Garlinghouse pointed out that regions such as Singapore, Hong Kong, and Dubai are providing clear rules for the crypto industry and fostering growth. This is in contrast to the situation in the U.S., where Ripple is engaged in a protracted legal battle with the Securities and Exchange Commission (SEC).
The SEC has taken an assertive stance on regulating the crypto industry via enforcement and litigation. Ripple has already spent over $100 million in legal fees in its ongoing dispute with the federal regulator. Despite these challenges, Garlinghouse remains optimistic about a victory, stating that the government is continuing to fight a battle they've already lost.
On Tuesday, SEC Chair Gary Gensler reaffirmed his stance on digital assets despite recent court losses. He attributed difficulties in the crypto industry to non-compliance with securities laws. Bloomberg ETF analyst James Seyffart noted that many senators are criticizing Gensler for proposing rules without Congress's backing.

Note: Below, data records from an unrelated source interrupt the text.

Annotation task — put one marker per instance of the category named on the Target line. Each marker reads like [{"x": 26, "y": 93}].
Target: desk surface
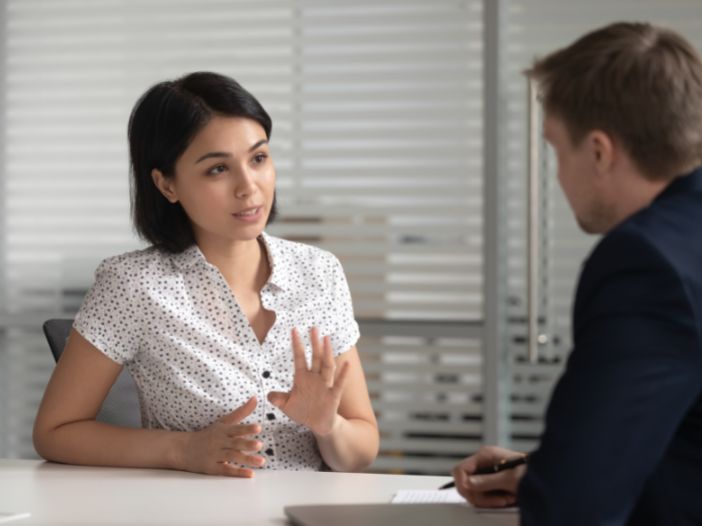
[{"x": 76, "y": 495}]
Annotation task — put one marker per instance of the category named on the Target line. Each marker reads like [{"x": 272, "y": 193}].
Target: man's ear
[
  {"x": 164, "y": 185},
  {"x": 602, "y": 149}
]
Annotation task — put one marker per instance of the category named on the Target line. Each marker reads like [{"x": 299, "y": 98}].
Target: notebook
[{"x": 385, "y": 514}]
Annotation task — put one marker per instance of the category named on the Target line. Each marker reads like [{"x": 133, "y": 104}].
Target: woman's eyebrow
[
  {"x": 213, "y": 154},
  {"x": 227, "y": 154}
]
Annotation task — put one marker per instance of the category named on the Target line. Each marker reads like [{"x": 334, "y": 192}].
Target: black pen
[{"x": 507, "y": 463}]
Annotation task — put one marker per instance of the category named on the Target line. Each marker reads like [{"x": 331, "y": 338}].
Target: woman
[{"x": 206, "y": 320}]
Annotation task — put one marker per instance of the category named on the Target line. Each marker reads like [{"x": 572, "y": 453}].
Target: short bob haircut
[{"x": 163, "y": 123}]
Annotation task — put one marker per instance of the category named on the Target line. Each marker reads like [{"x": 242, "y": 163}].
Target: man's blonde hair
[{"x": 639, "y": 83}]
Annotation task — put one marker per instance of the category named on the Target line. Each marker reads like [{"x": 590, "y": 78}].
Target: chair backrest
[
  {"x": 121, "y": 406},
  {"x": 56, "y": 331}
]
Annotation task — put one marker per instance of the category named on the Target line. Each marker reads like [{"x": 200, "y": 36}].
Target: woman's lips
[{"x": 250, "y": 215}]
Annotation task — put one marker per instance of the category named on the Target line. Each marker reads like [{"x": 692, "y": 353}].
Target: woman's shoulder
[
  {"x": 136, "y": 262},
  {"x": 298, "y": 254}
]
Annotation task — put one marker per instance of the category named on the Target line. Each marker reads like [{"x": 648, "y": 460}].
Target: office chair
[{"x": 121, "y": 406}]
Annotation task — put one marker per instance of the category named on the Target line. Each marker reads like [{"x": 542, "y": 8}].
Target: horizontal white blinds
[{"x": 377, "y": 140}]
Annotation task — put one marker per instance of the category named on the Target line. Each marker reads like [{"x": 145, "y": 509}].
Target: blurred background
[{"x": 401, "y": 139}]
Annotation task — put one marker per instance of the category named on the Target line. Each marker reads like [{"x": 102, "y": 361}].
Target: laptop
[{"x": 385, "y": 515}]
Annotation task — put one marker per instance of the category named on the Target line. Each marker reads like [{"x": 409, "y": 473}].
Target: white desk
[{"x": 74, "y": 495}]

In response to whether there will be a shift in the U.S. regulatory environment, Garlinghouse expressed hope for change with new administrations and eventual congressional action. However, he noted that progress on developing legislation to clarify crypto's status has been slow.
The ongoing legal dispute and regulatory uncertainty have influenced Ripple's token, XRP. The asset has erased all gains made following a partial victory against the SEC in June and fell back to $0.47 this week. It was trading flat at $0.475 on Wednesday. Over the past two weeks, XRP has lost 11% of its value and remains down 86% from its January 2018 peak of $3.40.